上記の写真でf字孔の先端からヴァイオリン内部に見えるのが「バスバー」(力木)です。オールドヴァイオリンと呼ばれるものは200年ほどの年月が経過しています。音も出ているし、外観的には問題が無いように見えても、実際は内部に問題があってもおかしくありません。この楽器も内部のパーツ、バスバー、上下ブロック、そして全体のアウトラインに沿って横板と表裏板を繋ぐライニングというパーツも新しくしてあります。これで数十年、100年持つ楽器になっています。もちろん交換不要の場合はありますが、これで安心してお客様にお譲りできるのです。
では外観を印象付ける「パーツ」を見ていきましょう。
糸巻き同様、パーツは木目のあるローズウッドです。弊社の場合は楽器に色に合わせてパーツを選択することが多いので、よくあるフィッテイングセット(糸巻き、テールピース、あご当て、エンドピン)を購入するのではなく時間をかけて楽器に合うそれぞれのパーツを別々に選んでいます。
テールピースなんか、この楽器にぴったりのとっても素敵な色をしています。雰囲気あるでしょう?アジャスターもよく使う金色タイプではなく「オールドヴァイオリン」らしくあえて黒にしました。結構好きなパターンです。
エンドピンの部分です。この部分の横板はよくある左右の2枚(エンドピン部分で分かれる)ではなくドイツの楽器に多い一枚の長い横板を使用しています。
次に裏板を見てみましょう。木目がキレイに揃った2枚板です。
中心部分の膨らみがどの程度か、分かりやすいかと思います。オールドヴァイオリンらしい立体感(ふくらみ)が出るように撮影時の光(ハレーション)を入れてあります。
f字孔から除くと裏板内部に「HAMM」の刻印があります。I・G・Hと刻印されることもあります。
正面から撮影しました。
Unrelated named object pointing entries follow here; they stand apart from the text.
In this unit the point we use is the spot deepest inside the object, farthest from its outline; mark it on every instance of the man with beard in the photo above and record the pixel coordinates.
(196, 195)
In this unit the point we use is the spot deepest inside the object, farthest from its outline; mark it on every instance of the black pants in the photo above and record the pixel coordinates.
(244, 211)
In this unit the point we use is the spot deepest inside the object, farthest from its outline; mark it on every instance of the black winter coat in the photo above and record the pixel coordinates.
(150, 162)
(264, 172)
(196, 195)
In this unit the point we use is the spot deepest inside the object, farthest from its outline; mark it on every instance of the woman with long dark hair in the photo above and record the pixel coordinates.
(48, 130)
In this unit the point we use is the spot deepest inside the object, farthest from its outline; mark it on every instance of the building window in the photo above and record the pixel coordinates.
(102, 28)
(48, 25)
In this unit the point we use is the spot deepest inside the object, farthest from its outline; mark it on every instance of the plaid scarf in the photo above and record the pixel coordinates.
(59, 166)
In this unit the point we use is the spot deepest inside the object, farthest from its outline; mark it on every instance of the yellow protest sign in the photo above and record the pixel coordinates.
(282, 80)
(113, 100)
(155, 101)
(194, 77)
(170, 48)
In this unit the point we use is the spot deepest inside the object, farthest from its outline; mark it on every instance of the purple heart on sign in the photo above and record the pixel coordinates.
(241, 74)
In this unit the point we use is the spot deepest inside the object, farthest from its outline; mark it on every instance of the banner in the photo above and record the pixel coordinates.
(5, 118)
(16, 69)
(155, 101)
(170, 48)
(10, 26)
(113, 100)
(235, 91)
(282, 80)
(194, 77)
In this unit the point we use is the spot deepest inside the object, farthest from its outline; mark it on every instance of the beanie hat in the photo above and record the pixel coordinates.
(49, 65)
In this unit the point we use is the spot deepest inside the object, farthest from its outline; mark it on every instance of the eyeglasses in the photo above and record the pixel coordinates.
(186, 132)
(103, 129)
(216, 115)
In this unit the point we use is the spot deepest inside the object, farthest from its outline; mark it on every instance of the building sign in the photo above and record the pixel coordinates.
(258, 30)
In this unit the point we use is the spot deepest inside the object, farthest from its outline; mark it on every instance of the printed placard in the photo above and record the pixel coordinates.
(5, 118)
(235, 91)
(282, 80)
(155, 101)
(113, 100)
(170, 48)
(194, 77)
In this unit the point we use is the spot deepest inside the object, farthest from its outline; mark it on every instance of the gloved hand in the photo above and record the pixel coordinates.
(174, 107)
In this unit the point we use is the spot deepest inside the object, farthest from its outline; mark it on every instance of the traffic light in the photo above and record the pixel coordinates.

ライトが弱く暗いため、見た目は濃い茶色ですが、実物はもう少し明るい色になります。
ドイツ、マルクノイキルヒェンで有名な弦楽器製作者一族、ハムのヴァイオリンはいかがでしたか?ヨハンのヴァイオリンは薄い茶色もあってイタリアンオールドか、と思わせるような楽器もあります。赤茶色もありますがこちらはダークブラウンです。以前紹介したオールドヴァイオリン(記事は こちら )と製作地も同じと考えられているので雰囲気は似ています。ぜひ比較してみて下さいね。